What Velocities and Eccentricities tell us about Radial Migration

TL;DR

This paper analyzes how velocities and eccentricities of stars reveal insights into radial migration in the Galactic disc, comparing models with observations to understand the effects of angular momentum mixing and abundance gradients.

Contribution

It interprets recent velocity trends in low [alpha/Fe] stars and discusses how eccentricity distributions can constrain Galactic disc evolution models.

Findings

Velocity trend matches model predictions with adjusted radial abundance gradient.

Complete mixing of stars would eliminate the velocity trend.

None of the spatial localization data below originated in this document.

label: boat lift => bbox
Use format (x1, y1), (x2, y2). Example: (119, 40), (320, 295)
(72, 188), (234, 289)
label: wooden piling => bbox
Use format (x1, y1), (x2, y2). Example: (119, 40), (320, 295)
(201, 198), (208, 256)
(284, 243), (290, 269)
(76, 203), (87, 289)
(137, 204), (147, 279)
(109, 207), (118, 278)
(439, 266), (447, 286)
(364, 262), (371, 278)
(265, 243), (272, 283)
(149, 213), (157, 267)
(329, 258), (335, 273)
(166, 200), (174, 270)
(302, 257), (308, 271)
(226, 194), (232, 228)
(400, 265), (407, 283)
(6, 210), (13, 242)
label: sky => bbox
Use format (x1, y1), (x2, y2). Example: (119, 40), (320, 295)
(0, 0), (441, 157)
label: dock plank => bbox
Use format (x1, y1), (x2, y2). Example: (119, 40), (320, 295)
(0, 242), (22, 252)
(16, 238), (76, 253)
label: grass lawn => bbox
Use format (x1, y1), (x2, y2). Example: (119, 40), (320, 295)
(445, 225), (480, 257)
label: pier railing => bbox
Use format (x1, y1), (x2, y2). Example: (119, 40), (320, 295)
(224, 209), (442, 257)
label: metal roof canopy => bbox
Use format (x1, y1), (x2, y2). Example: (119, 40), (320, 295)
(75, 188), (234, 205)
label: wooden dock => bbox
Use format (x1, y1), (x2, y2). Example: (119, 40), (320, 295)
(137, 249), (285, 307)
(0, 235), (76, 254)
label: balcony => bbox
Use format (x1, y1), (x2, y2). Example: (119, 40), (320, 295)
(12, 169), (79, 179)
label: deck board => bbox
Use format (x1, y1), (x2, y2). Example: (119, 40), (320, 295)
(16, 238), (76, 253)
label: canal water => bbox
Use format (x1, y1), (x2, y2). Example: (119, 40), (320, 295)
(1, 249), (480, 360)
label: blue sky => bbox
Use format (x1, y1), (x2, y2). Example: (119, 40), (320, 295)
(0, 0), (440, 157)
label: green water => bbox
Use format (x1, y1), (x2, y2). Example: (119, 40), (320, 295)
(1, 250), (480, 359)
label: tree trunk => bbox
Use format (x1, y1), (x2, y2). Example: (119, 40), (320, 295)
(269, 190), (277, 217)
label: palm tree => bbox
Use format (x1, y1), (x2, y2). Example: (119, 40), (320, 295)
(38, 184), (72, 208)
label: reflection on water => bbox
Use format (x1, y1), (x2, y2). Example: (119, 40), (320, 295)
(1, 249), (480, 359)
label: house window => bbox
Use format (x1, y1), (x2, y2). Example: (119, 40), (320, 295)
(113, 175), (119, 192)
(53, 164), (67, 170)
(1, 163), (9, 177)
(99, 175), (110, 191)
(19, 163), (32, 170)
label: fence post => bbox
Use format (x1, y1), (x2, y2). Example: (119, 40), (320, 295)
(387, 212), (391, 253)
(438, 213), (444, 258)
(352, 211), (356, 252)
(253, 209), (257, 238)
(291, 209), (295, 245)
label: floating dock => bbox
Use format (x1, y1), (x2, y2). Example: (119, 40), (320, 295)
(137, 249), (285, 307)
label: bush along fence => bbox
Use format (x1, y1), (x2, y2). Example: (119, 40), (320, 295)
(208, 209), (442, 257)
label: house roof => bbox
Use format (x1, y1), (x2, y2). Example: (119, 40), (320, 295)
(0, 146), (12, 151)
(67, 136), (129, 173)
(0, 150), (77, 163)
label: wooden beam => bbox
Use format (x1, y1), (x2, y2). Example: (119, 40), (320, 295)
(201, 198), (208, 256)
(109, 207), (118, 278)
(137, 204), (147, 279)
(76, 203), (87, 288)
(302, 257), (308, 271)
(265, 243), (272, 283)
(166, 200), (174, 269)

Eccentricity distributions are useful for constraining Galactic structure.

Abstract

This note attempts to interpret some of the recent findings about a downtrend in the mean azimuthal velocity of low [alpha/Fe] thin disc stars with increasing metallicity. The presence of such a trend was predicted in the model of Schoenrich & Binney (2009), albeit with a slightly steeper slope. We show that in a simple picture a Galactic disc without mixing in angular momenta would display an exceedingly steep trend, while in the case of complete mixing of all stars the trend has to vanish. The difference between model and observational data can hence be interpreted as the consequence of the radial abundance gradient in the model being too high resulting in an underestimate of the migration strength. We shortly discuss the value of eccentricity distributions in constraining structure and history of the Galactic disc.